Some points raised during our discussion included:
- There was strong consensus for students to take any first day of class survey voluntarily and anonymously. Still, if you are teaching a small class versus a large class, will students be concerned that an instructor will be able to figure out which responses tie back to a specific student (will questions about race/gender reveal who a respondent is)?
- Do students take the survey in class/during the first day of class, ideally yielding a better response rate? What impact will that have if the instructor is standing in the same room? Will the responses be full, open and honest, or will students feel uncomfortable and intimidated with the instructor present?
- Do students need to see the syllabus first before completing the survey?
- How can Microsoft Forms, Google Forms, and/or Qualtrics be used to keep student responses as aggregate – or can we really hide the individual submissions from faculty?
We briefly discussed the questions you may want to include (or not) on a first day survey:
- Forms such as Who’s in Class? ask students if they are a Pell Grant eligible or receiving financial aid.
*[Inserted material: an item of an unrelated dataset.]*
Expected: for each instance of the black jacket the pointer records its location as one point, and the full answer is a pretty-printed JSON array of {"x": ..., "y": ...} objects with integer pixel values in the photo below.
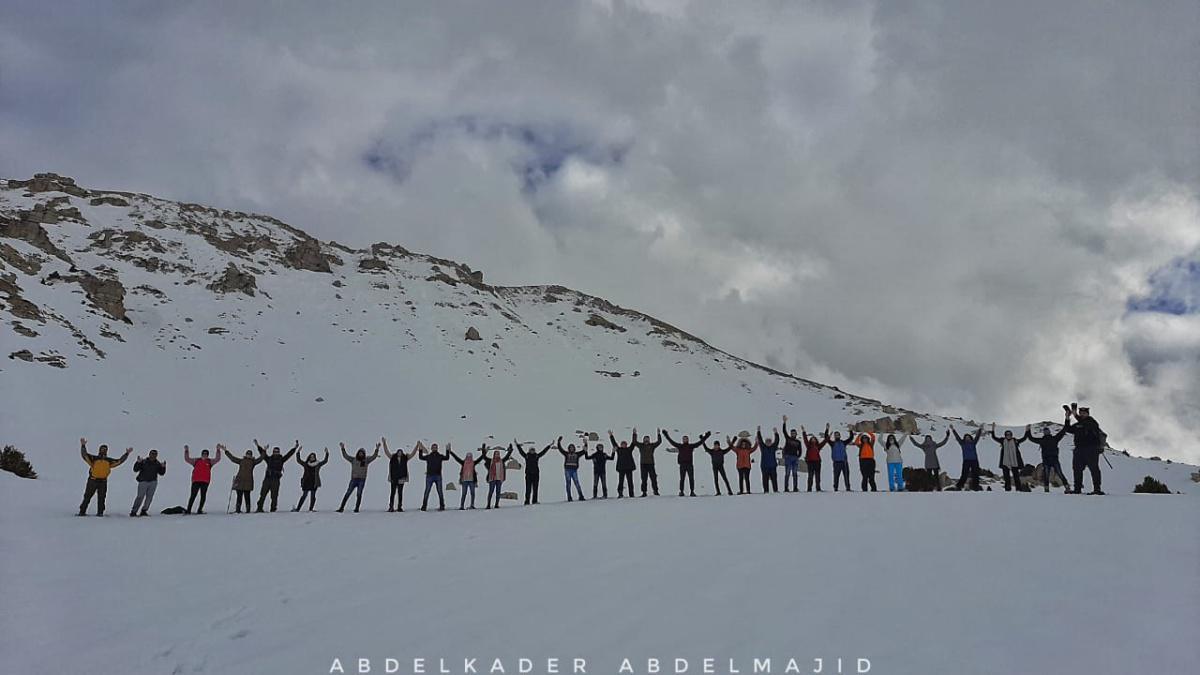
[{"x": 149, "y": 470}]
What perception will a student have of the instructor if a student is meeting a new instructor for the first time and the survey is asking personal information, such as financial status?
- Ask students what days/times work best for them to hold office hours.
- If the class is an online course, ask students what time zone they are logging in from to complete the coursework.
- In upper-division courses, ask how many students are transfer students, thereby spending their first semester at your campus as a third-year student.
- Some faculty are interested in student hobbies/interests and tying those back into course content, but perhaps wait to ask about these items at another time on a separate survey.
The next step to consider is now that an instructor has all of this survey data – what will they do with it? For example, in my blog post about Pronouns in the classroom… to ask, or not to ask, and how to ask, a student may enter their pronouns but not want the instructor to use their pronouns publicly. If an instructor learns what percentage of their students receive financial aid, or how many have at least one parent that attended college, how will an instructor act on this knowledge? One suggestion in our discussion group was to find another colleague to share the survey results with and have a discussion around possible course modifications. For example, if an instructor learns that the majority of their students are non-residential and commute to campus by public transit, the instructor may want to think of adding a Zoom option to an evening guest lecture on campus so those students don’t have to spend extra time and fees commuting.
In the end, our faculty discussion group agreed that survey responses can yield stepping stones to conversations and modifications with regards to our students and our courses. As instructors, we need to be mindful and thoughtful about the questions we ask, how we ask these questions, and what (if anything) we will do with those responses. Although we all want to have welcoming, inclusive and equitable classrooms, sometimes asking too many questions that yield information we won’t act upon may have the opposite effect.
The Who’s in Class? form is available to download as a supplement at the end of the open access article, A Tool to Advance Inclusive Teaching Efforts: The “Who’s in Class?” Form.